One important detail I didn't mention in yesterday's post on converting between XML and HTML was the "disable-output-escaping" attribute. Using disable-output-escaping="yes" causes the result of the transform to keep "< " and "&" in the resulting document. Otherwise, they get turned in to < and &. You may have found that HTML tags, <, and & all get stripped from your XML every time you do a transform.
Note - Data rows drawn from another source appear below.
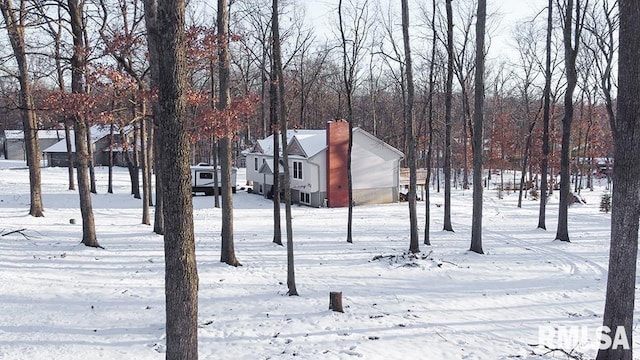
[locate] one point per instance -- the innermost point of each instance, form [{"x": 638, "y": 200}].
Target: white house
[
  {"x": 13, "y": 145},
  {"x": 318, "y": 167}
]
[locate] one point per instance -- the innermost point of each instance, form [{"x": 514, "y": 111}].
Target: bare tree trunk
[
  {"x": 478, "y": 130},
  {"x": 427, "y": 199},
  {"x": 571, "y": 39},
  {"x": 111, "y": 144},
  {"x": 150, "y": 14},
  {"x": 621, "y": 281},
  {"x": 227, "y": 254},
  {"x": 414, "y": 242},
  {"x": 277, "y": 61},
  {"x": 216, "y": 180},
  {"x": 447, "y": 137},
  {"x": 146, "y": 180},
  {"x": 275, "y": 190},
  {"x": 70, "y": 164},
  {"x": 80, "y": 125},
  {"x": 15, "y": 29},
  {"x": 181, "y": 275},
  {"x": 92, "y": 173}
]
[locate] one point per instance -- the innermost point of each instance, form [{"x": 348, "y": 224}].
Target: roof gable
[{"x": 295, "y": 148}]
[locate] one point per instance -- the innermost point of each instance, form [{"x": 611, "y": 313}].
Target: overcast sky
[{"x": 323, "y": 14}]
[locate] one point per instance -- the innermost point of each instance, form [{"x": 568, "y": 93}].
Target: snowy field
[{"x": 60, "y": 300}]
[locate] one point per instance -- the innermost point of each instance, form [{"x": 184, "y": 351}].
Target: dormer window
[{"x": 297, "y": 170}]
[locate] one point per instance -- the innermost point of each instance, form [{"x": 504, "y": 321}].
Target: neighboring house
[
  {"x": 318, "y": 167},
  {"x": 14, "y": 146},
  {"x": 56, "y": 154}
]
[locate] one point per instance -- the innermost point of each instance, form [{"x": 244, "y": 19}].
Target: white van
[{"x": 202, "y": 179}]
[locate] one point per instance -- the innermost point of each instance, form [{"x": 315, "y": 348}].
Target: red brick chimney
[{"x": 337, "y": 174}]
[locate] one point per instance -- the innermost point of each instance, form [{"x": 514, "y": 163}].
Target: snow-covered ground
[{"x": 61, "y": 300}]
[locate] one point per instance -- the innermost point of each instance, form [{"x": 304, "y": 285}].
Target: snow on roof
[
  {"x": 97, "y": 133},
  {"x": 42, "y": 134},
  {"x": 312, "y": 141}
]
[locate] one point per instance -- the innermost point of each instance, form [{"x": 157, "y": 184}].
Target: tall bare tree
[
  {"x": 14, "y": 19},
  {"x": 430, "y": 99},
  {"x": 544, "y": 163},
  {"x": 623, "y": 253},
  {"x": 353, "y": 42},
  {"x": 447, "y": 120},
  {"x": 225, "y": 144},
  {"x": 478, "y": 130},
  {"x": 80, "y": 126},
  {"x": 414, "y": 242},
  {"x": 277, "y": 62},
  {"x": 571, "y": 30},
  {"x": 181, "y": 274}
]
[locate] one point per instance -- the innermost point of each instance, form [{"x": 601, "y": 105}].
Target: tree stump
[{"x": 335, "y": 301}]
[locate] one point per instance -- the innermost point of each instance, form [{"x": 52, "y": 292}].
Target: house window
[{"x": 297, "y": 170}]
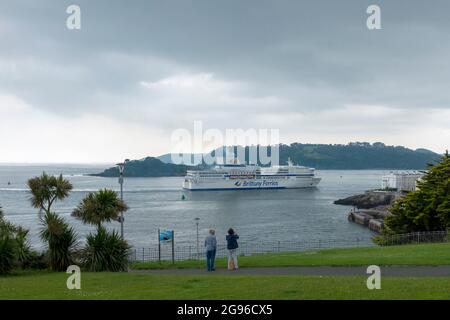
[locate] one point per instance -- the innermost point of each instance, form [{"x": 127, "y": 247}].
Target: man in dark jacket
[{"x": 232, "y": 246}]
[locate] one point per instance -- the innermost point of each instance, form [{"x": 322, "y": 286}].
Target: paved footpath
[{"x": 393, "y": 271}]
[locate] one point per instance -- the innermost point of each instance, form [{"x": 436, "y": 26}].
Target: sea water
[{"x": 256, "y": 215}]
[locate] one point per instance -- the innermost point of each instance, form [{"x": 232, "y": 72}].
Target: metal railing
[
  {"x": 415, "y": 237},
  {"x": 189, "y": 252}
]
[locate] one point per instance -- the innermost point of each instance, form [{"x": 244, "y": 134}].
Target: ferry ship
[{"x": 235, "y": 176}]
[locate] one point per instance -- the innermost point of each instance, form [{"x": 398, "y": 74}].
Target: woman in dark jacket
[{"x": 232, "y": 246}]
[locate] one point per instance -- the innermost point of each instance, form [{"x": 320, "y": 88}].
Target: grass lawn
[
  {"x": 47, "y": 285},
  {"x": 423, "y": 254},
  {"x": 52, "y": 285}
]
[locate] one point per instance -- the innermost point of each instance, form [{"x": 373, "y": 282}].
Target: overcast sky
[{"x": 138, "y": 70}]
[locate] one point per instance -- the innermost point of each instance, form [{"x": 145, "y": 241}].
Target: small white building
[{"x": 404, "y": 181}]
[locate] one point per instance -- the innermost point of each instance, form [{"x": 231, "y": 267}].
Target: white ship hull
[
  {"x": 242, "y": 177},
  {"x": 269, "y": 182}
]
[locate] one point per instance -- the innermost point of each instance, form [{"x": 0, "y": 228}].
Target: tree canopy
[{"x": 428, "y": 208}]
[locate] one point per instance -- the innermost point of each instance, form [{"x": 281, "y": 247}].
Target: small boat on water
[{"x": 235, "y": 176}]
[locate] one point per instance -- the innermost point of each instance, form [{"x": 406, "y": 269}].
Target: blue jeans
[{"x": 210, "y": 258}]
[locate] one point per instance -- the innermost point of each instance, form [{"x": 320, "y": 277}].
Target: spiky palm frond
[
  {"x": 61, "y": 240},
  {"x": 105, "y": 251},
  {"x": 101, "y": 206},
  {"x": 46, "y": 189}
]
This happened to me and I fought with disable-output-escaping="yes" and tried enclosing my HTML tagged parts (the section from yesterday's examples) in a CDATA block. You need to use both to get your HTML tags to come through unaltered. In the XML, use a CDATA block for the section that uses tags you want to be carried through (not processed as XML or stripped). To do this with the fruit review, the XML would look like this:
<review>
<![CDATA[
Grapes can be <i>green or <b>purple</b>
]]>
</review>
Notice I used the old <i> and <b> tags, not the XHTML <strong> and <em> tags to emphasize where this should be applied. The HTML inside the CDATA section is treated as just a big text string, XML tags inside the block won't be processed. That's why it's great as an
intermediate step for moving your site toward a purely XML based format. When you're ready to start handling the formatting of all your content with HTML, then you can start doing that with new documents and minimize redoing old content when there's not so much benefit.
To recap, since the CDATA block causes < and & to be allowed into the transform, then disable-output-escaping="yes" can see those characters and output them in the final document. The result is XML transforms where you need them, dumb old text copying where you don't.